Als größter Produzent unter den Erdöl-Staaten (Opec) kann das Königreich einen großen Reichtum vorweisen. Die Staatsreserven werden auf 750 Milliarden US-Dollar geschätzt.
Es mag sein, dass der Kronprinz vor allem daran denkt, sein Land wirtschaftlich auf die Zeit nach dem Öl vorzubereiten. Wenn das gelingen soll, muss er die Produktivkräfte der Bevölkerung heben. Bis zu einem bestimmten Punkt kann das, wie in China, im Korsett der politischen Zwänge gelingen. Irgendwann aber nicht mehr. Ein echter Wachstums- und Entwicklungsschub folgt nur aus der wirtschaftlichen Unabhängigkeit des Individuums. Wenn Frauen nicht nur Auto fahren, sondern sogar ihr eigenes Geld verdienen, können sie sich aus der Abhängigkeit einer radikal religiös und patriarchalisch geprägten Gesellschaft lösen.

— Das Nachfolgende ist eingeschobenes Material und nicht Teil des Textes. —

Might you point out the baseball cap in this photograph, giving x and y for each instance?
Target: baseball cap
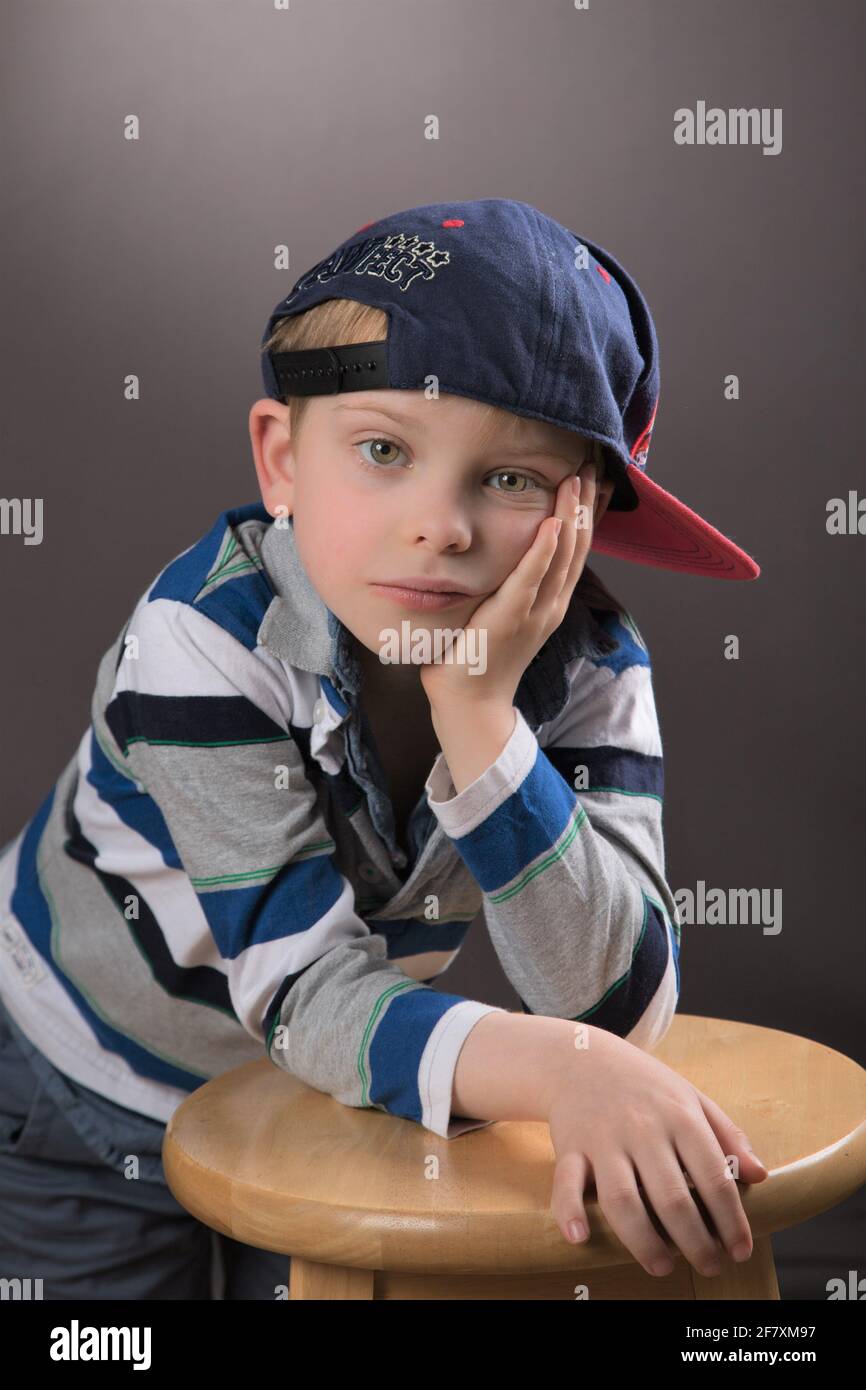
(502, 303)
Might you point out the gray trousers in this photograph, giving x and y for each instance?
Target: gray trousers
(71, 1218)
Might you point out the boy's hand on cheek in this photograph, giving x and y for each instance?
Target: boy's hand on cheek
(515, 622)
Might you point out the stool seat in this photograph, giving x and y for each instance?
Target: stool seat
(376, 1207)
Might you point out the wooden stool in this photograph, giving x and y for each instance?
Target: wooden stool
(374, 1207)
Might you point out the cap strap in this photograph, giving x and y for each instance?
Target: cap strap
(323, 371)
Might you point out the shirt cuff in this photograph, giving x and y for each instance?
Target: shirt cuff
(462, 812)
(439, 1064)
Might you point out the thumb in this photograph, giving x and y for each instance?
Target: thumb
(733, 1140)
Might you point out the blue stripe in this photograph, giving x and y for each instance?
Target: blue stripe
(627, 653)
(292, 901)
(628, 1000)
(398, 1044)
(409, 937)
(136, 809)
(527, 824)
(32, 911)
(610, 769)
(237, 605)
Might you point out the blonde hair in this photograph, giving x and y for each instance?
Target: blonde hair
(337, 321)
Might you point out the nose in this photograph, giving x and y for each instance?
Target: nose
(438, 516)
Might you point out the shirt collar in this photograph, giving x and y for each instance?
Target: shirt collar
(300, 628)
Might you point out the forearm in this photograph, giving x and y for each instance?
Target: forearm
(510, 1065)
(471, 737)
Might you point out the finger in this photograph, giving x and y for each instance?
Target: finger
(567, 1197)
(665, 1184)
(733, 1140)
(521, 584)
(576, 535)
(623, 1205)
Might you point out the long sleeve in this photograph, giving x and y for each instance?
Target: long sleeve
(202, 724)
(563, 834)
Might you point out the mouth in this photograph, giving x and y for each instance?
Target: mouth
(420, 598)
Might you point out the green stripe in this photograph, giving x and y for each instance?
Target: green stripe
(578, 816)
(213, 742)
(256, 875)
(619, 983)
(380, 1005)
(622, 791)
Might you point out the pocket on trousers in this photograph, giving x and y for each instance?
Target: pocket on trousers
(21, 1100)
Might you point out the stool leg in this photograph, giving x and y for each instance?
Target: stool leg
(754, 1279)
(309, 1279)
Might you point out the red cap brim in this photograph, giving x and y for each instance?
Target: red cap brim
(665, 533)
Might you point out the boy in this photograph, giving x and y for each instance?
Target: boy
(271, 841)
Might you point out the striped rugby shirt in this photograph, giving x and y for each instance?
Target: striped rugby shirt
(214, 876)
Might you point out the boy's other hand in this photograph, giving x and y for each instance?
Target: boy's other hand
(528, 603)
(619, 1116)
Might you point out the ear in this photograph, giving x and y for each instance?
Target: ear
(273, 455)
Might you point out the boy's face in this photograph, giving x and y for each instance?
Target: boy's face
(388, 485)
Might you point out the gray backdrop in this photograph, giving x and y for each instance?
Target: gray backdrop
(262, 127)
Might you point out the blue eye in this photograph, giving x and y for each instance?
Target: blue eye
(378, 462)
(388, 444)
(508, 473)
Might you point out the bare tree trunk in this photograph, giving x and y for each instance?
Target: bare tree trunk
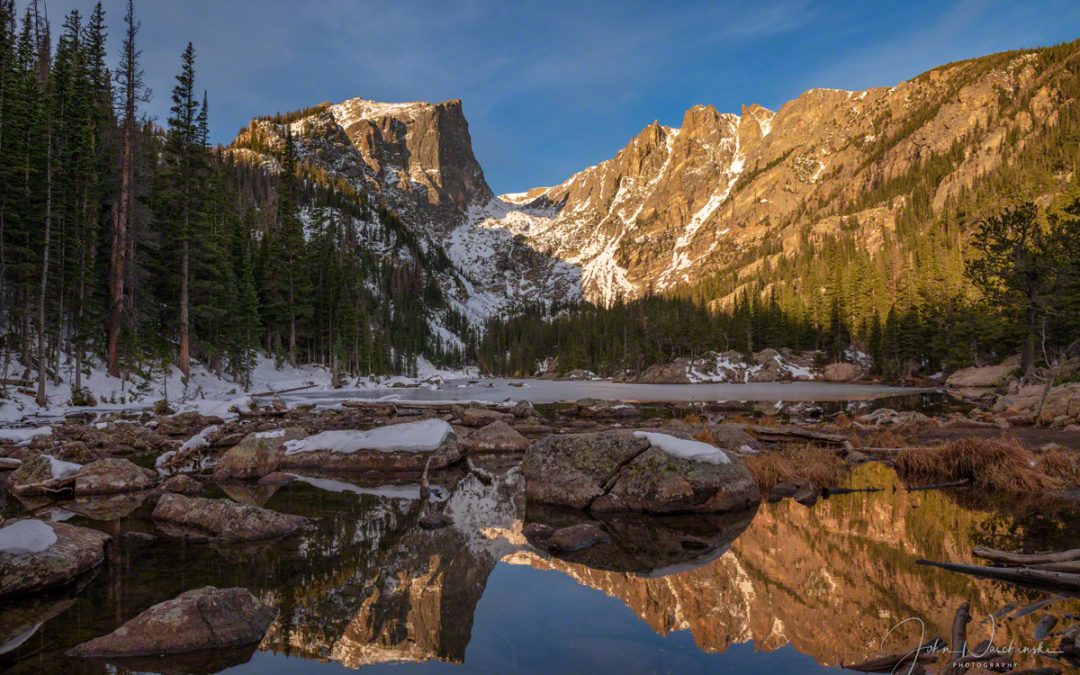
(117, 282)
(42, 368)
(185, 360)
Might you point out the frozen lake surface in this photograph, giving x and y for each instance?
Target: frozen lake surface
(555, 391)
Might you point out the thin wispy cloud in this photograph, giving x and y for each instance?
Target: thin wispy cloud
(550, 88)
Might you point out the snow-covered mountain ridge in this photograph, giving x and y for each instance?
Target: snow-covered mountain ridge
(721, 193)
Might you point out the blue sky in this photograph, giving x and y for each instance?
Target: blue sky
(551, 88)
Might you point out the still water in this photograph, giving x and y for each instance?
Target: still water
(781, 589)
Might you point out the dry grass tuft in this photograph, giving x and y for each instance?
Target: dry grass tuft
(881, 437)
(1061, 463)
(997, 466)
(796, 463)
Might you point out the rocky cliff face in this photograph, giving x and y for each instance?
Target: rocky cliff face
(723, 193)
(727, 192)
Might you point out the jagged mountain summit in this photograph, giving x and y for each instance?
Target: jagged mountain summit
(416, 160)
(723, 193)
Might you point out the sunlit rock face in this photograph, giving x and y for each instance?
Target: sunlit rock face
(829, 580)
(721, 192)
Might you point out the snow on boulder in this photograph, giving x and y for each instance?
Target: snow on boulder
(31, 536)
(643, 471)
(985, 376)
(32, 559)
(394, 448)
(422, 436)
(24, 435)
(685, 448)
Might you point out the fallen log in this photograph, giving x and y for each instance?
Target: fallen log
(889, 662)
(939, 486)
(959, 644)
(1025, 558)
(1044, 626)
(1022, 576)
(1026, 609)
(1071, 567)
(829, 491)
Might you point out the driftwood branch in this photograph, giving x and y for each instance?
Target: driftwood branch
(1022, 576)
(1008, 557)
(271, 392)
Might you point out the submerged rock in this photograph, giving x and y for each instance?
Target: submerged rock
(181, 484)
(643, 544)
(576, 538)
(984, 376)
(38, 554)
(482, 417)
(644, 471)
(224, 518)
(202, 619)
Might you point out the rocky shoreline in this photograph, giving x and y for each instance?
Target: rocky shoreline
(598, 475)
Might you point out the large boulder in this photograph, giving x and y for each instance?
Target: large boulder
(644, 544)
(982, 376)
(110, 476)
(38, 554)
(256, 456)
(45, 475)
(640, 471)
(224, 518)
(483, 417)
(1061, 402)
(390, 449)
(496, 437)
(841, 373)
(198, 620)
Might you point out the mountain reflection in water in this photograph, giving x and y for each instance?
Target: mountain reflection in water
(786, 589)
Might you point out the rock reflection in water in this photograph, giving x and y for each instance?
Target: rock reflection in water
(367, 586)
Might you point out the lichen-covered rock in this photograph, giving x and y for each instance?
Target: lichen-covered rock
(181, 484)
(44, 475)
(496, 437)
(256, 456)
(622, 471)
(37, 564)
(1061, 402)
(482, 417)
(202, 619)
(224, 518)
(110, 476)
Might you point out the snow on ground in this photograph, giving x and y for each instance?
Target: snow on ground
(687, 449)
(421, 436)
(24, 435)
(205, 392)
(29, 536)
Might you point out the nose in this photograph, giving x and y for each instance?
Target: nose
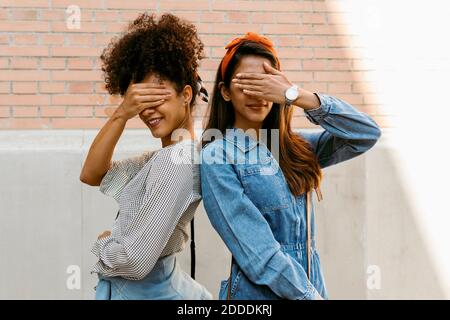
(256, 100)
(147, 112)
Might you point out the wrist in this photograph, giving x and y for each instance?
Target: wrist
(120, 115)
(307, 100)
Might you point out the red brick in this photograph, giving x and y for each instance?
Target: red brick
(314, 64)
(19, 26)
(53, 111)
(23, 63)
(77, 123)
(76, 75)
(78, 99)
(242, 17)
(340, 65)
(263, 17)
(77, 112)
(49, 39)
(24, 75)
(52, 87)
(5, 112)
(287, 41)
(107, 15)
(75, 52)
(291, 17)
(80, 39)
(170, 5)
(85, 27)
(25, 123)
(25, 112)
(25, 87)
(212, 17)
(24, 14)
(80, 87)
(83, 4)
(314, 41)
(24, 100)
(80, 63)
(5, 87)
(24, 39)
(332, 76)
(313, 18)
(53, 63)
(25, 3)
(340, 87)
(23, 51)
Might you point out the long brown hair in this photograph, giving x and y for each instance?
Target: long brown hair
(297, 159)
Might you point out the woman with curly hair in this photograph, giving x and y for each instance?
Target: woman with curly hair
(258, 174)
(153, 66)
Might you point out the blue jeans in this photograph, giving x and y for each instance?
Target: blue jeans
(167, 281)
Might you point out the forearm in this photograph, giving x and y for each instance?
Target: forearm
(306, 100)
(100, 153)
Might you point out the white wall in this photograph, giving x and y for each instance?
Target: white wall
(49, 219)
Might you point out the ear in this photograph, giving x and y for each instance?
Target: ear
(187, 94)
(224, 91)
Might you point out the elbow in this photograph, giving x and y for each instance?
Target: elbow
(84, 178)
(375, 135)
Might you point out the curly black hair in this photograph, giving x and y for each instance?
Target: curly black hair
(168, 47)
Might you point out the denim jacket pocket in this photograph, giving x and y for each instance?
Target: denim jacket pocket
(264, 185)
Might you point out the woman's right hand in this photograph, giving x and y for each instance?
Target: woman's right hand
(140, 96)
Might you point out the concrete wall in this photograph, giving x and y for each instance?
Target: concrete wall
(370, 244)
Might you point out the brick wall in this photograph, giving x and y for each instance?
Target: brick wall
(50, 75)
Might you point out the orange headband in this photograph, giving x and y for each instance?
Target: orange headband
(236, 43)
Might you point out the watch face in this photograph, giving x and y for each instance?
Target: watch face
(291, 94)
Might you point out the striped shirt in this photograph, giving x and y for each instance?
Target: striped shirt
(158, 193)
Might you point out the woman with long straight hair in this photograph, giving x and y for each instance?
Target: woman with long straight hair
(154, 67)
(257, 174)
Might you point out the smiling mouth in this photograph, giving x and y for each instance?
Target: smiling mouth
(154, 122)
(256, 106)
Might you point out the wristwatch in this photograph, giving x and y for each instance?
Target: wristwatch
(291, 95)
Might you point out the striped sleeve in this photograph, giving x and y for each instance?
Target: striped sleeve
(169, 193)
(121, 172)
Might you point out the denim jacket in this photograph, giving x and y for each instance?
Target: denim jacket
(263, 224)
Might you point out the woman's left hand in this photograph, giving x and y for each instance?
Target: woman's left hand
(270, 86)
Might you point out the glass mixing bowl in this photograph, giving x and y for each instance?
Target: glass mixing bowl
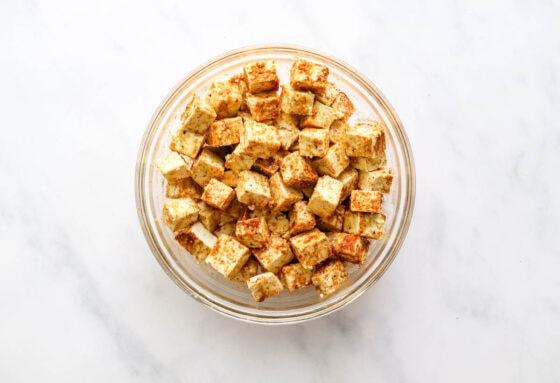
(201, 281)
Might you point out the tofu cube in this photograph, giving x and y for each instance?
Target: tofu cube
(380, 180)
(179, 213)
(296, 102)
(276, 255)
(197, 240)
(282, 195)
(228, 256)
(187, 143)
(297, 276)
(334, 161)
(313, 142)
(311, 247)
(261, 76)
(365, 140)
(173, 166)
(263, 106)
(264, 286)
(217, 194)
(350, 247)
(207, 166)
(182, 188)
(253, 189)
(326, 196)
(305, 75)
(329, 277)
(300, 218)
(322, 116)
(297, 172)
(225, 98)
(367, 201)
(198, 115)
(225, 132)
(253, 232)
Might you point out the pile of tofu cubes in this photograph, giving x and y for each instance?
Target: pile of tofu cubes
(270, 185)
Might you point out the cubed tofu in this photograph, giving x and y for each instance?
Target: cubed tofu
(328, 277)
(217, 194)
(197, 240)
(207, 166)
(349, 179)
(264, 286)
(365, 140)
(225, 132)
(326, 196)
(225, 98)
(253, 189)
(305, 75)
(261, 76)
(311, 247)
(181, 188)
(350, 247)
(300, 218)
(313, 142)
(179, 213)
(367, 201)
(296, 276)
(297, 172)
(282, 195)
(380, 180)
(275, 255)
(296, 102)
(253, 232)
(187, 143)
(263, 106)
(334, 161)
(173, 166)
(228, 256)
(198, 115)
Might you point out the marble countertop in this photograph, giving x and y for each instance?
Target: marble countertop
(474, 294)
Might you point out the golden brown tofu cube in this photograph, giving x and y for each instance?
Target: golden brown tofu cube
(197, 240)
(328, 277)
(225, 132)
(326, 196)
(217, 194)
(261, 76)
(253, 232)
(179, 213)
(198, 115)
(275, 255)
(264, 286)
(367, 201)
(350, 247)
(311, 247)
(305, 75)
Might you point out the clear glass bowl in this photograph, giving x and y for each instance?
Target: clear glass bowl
(233, 299)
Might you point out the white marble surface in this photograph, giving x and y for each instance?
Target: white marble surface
(474, 294)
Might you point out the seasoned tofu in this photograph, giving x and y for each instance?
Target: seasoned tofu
(326, 196)
(228, 256)
(367, 201)
(264, 286)
(275, 255)
(179, 213)
(253, 232)
(313, 142)
(197, 240)
(328, 277)
(217, 194)
(253, 189)
(311, 247)
(198, 116)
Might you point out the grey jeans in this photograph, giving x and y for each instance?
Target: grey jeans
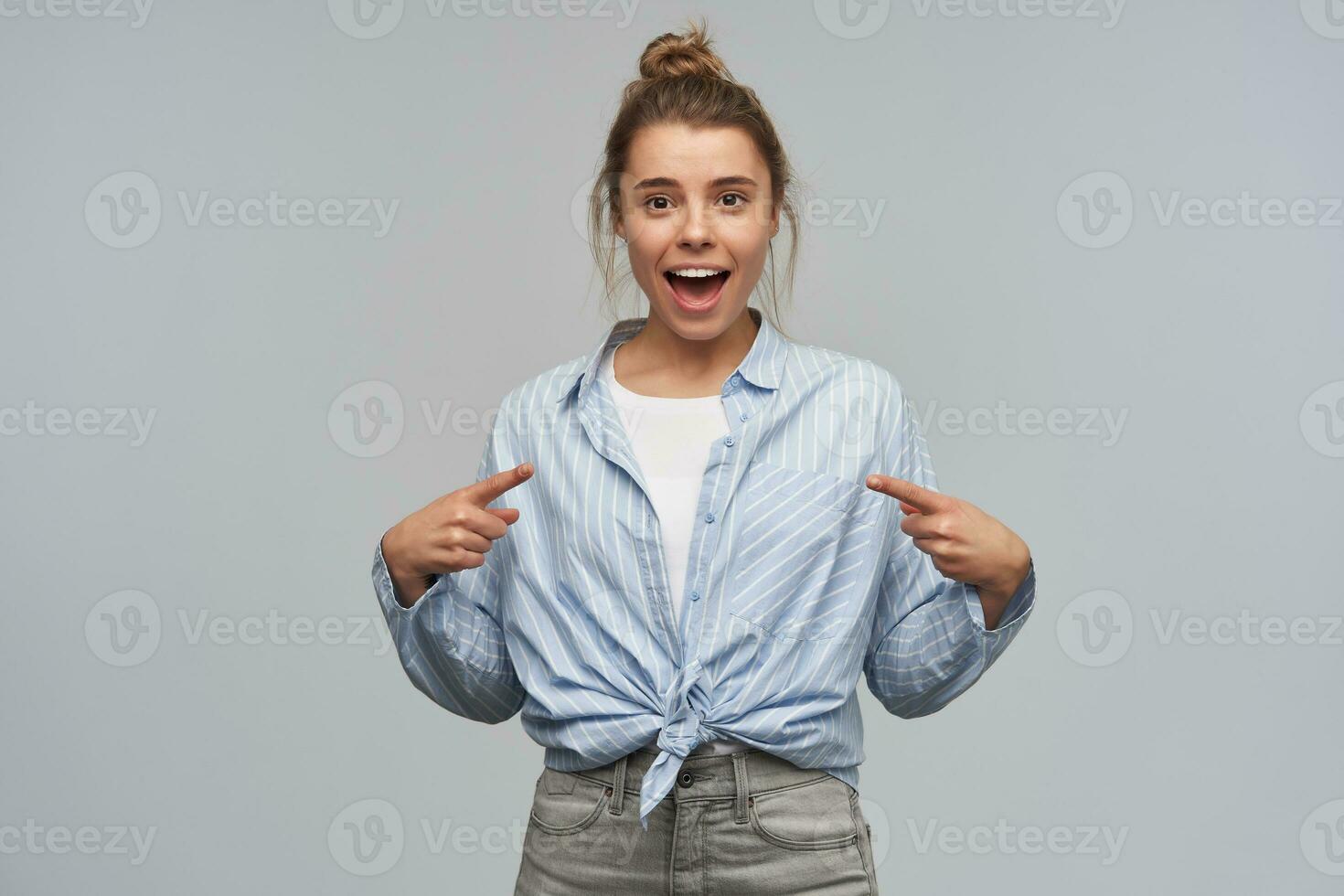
(735, 824)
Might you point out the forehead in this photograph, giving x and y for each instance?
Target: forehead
(692, 155)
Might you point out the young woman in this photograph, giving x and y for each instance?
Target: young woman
(714, 532)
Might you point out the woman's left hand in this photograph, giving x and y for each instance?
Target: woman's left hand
(965, 543)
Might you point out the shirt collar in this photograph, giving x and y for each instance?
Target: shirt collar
(763, 364)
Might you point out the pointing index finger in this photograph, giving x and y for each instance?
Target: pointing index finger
(497, 484)
(921, 498)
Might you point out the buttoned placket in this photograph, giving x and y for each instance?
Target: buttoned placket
(722, 472)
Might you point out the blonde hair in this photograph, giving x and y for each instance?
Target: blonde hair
(683, 80)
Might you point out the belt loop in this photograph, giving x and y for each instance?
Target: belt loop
(740, 773)
(618, 786)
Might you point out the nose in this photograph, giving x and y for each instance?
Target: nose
(697, 229)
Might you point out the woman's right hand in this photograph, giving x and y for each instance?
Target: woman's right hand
(451, 534)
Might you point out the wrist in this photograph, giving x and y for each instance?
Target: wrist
(1003, 586)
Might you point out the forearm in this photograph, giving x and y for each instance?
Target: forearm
(933, 641)
(452, 650)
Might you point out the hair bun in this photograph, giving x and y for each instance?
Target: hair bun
(686, 54)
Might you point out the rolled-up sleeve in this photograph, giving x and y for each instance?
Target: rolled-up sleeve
(451, 641)
(929, 638)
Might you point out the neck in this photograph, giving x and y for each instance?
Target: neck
(660, 361)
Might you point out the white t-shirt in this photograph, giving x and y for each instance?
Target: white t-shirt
(671, 438)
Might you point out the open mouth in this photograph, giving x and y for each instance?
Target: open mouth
(697, 289)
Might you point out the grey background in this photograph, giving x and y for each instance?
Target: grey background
(1218, 763)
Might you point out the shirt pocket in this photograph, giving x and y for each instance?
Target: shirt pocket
(800, 554)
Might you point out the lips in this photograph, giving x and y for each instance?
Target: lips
(697, 291)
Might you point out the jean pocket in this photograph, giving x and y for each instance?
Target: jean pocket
(560, 809)
(803, 541)
(816, 816)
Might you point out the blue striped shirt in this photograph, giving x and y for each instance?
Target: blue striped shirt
(798, 577)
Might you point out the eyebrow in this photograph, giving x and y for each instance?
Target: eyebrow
(731, 180)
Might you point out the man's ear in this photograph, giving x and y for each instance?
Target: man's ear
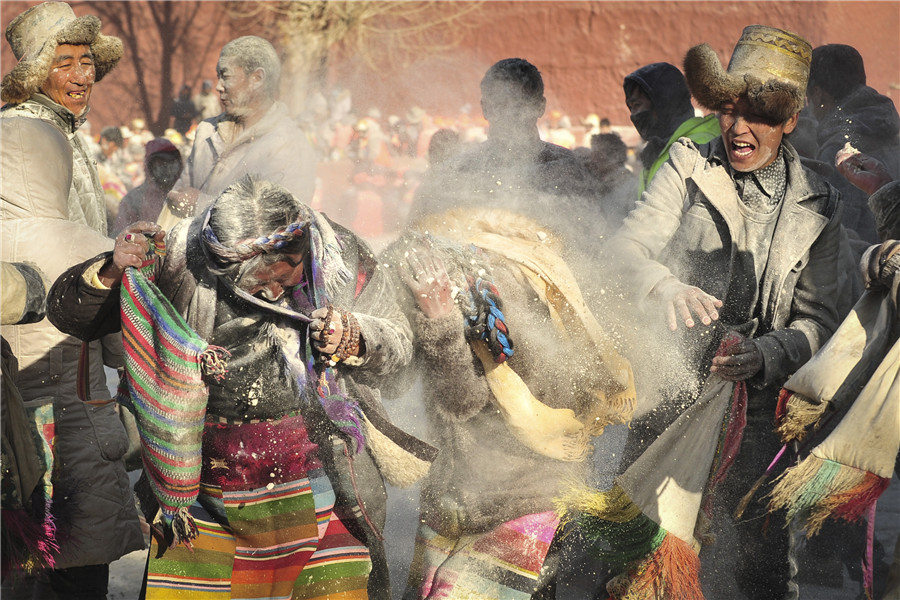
(257, 77)
(791, 124)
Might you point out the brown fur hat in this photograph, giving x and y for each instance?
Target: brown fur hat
(34, 36)
(769, 65)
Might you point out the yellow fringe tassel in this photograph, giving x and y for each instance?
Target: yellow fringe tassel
(801, 415)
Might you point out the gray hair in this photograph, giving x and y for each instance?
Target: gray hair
(252, 207)
(251, 53)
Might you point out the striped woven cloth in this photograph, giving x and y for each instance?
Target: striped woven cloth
(501, 563)
(266, 522)
(164, 363)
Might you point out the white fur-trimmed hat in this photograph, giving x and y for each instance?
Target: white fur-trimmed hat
(34, 36)
(769, 65)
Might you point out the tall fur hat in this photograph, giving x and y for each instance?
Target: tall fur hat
(34, 36)
(769, 65)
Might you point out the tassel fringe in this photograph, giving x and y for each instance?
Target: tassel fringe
(656, 565)
(670, 573)
(29, 544)
(817, 489)
(213, 362)
(184, 529)
(797, 415)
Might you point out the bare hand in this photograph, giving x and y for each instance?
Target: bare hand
(684, 301)
(130, 250)
(426, 277)
(739, 362)
(864, 171)
(326, 336)
(183, 200)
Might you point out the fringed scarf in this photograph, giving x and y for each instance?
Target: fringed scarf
(843, 476)
(165, 362)
(647, 525)
(328, 275)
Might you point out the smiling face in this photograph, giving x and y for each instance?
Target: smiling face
(71, 77)
(751, 140)
(269, 281)
(236, 87)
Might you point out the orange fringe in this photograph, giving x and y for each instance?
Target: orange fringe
(672, 572)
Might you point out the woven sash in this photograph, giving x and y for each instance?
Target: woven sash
(166, 393)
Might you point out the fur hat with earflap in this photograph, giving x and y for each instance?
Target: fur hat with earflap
(769, 65)
(34, 36)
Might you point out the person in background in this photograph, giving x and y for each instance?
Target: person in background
(207, 101)
(514, 169)
(111, 167)
(53, 214)
(661, 111)
(617, 184)
(162, 166)
(847, 111)
(184, 112)
(741, 205)
(253, 134)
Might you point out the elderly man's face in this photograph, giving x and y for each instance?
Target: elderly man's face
(236, 87)
(751, 140)
(71, 77)
(270, 281)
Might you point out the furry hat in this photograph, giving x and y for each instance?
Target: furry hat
(34, 36)
(769, 65)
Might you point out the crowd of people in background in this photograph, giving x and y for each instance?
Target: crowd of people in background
(721, 276)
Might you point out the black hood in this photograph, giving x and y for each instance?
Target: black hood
(667, 89)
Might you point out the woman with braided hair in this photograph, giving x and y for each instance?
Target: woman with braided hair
(516, 379)
(279, 495)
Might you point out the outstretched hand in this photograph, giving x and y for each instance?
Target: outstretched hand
(130, 250)
(326, 336)
(864, 171)
(426, 276)
(684, 302)
(739, 362)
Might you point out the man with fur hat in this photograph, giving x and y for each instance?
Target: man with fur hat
(53, 214)
(254, 134)
(736, 236)
(60, 58)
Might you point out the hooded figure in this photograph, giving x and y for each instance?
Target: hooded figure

Etwas Ähnliches steht nun, auf anderem Niveau, in den westlichen Gesellschaften an. Auch bei uns gibt es noch immer das Herren-Knecht-Verhältnis, wenn auch im schönen Mäntelchen der Filmrobe. Das zeigt der ganze Skandal um den Filmproduzenten Harvey Weinstein, seine sexuellen Übergriffe bis hin zur mutmaßlichen mehrfachen Vergewaltigung. All das hat sehr wenig mit Sex, aber ganz viel mit Macht und verkommenen Abhängigkeitsverhältnissen zu tun. Viele junge Schauspielerinnen und Schauspieler wissen, dass sie nie Geld verdienen werden, wenn sie die großen Filmbosse zurückweisen. Wer sich wehrt, geht ins ökonomische Exil. Das ist die Ökonomie der Zustimmung in der modernen Sklavenhaltung.
Geld ist die Voraussetzung für Freiheit. Mit ihm kommt die wirtschaftliche Unabhängigkeit. Und die hilft gegen Kommunismus, religiösen Fanatismus und die Überheblichkeit einer selbst ernannten Elite. Wir können viele moralische Debatten führen. Wichtig wäre erst mal, jeder und jedem die Chance zu geben, wirtschaftlich unabhängig zu sein.